Ce que je n’arrive pas à comprendre chez les humains

Mon chat Tibert (toujours en fugue) m’a laissé une liste de choses qu’il ne comprenait pas chez les humains:

les femmes enceintes qui fument

Tibert ne comprend pas pourquoi les humains cherchent à connaître en détails certains phénomènes médicaux, pour les ignorer grossièrement la minute d’après.

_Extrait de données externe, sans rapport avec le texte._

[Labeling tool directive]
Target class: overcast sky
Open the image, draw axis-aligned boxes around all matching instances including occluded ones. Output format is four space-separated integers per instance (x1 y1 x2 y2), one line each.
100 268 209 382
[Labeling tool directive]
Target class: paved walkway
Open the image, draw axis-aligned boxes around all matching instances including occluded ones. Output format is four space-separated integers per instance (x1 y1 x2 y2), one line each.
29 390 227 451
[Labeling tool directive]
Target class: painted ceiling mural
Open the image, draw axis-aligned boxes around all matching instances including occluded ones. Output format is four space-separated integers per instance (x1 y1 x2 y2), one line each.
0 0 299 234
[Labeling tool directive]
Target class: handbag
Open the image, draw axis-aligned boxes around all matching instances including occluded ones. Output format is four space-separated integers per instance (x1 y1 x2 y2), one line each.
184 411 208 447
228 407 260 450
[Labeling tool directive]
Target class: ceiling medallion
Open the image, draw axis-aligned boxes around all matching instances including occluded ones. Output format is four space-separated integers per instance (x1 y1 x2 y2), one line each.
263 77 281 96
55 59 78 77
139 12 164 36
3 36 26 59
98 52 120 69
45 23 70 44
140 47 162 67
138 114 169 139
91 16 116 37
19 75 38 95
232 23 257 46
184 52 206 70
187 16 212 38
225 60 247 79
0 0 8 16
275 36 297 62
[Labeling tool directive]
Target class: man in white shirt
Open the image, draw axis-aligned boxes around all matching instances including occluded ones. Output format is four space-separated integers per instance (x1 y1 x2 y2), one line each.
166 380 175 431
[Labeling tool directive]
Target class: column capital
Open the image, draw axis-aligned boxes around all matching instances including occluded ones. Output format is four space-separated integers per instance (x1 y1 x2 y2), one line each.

– l’engouement pour les sports automobiles

Qu’est-ce qu’il y a de spectaculaire? (m’a demandé un jour Tibert). L’impression de vitesse, sans doute (lui ai-je répondu). Mais pourtant, c’est la vie qui va déjà trop vite (m’a-t-il rétorqué).

– l’armée suisse

Tibert estime que le concept « d’armée défensive » est la plus grande mascarade rhétorique du siècle.

– la presse people

On dirait que vous cherchez à vous intéresser à ce qui est le plus bizarre, le plus lointain, le plus exceptionnel de vos propres âmes. Pourtant vous avez quantité de philosophes qui auraient dû vous convaincre que le voyage en vous-mêmes était le seul qui vaille la peine.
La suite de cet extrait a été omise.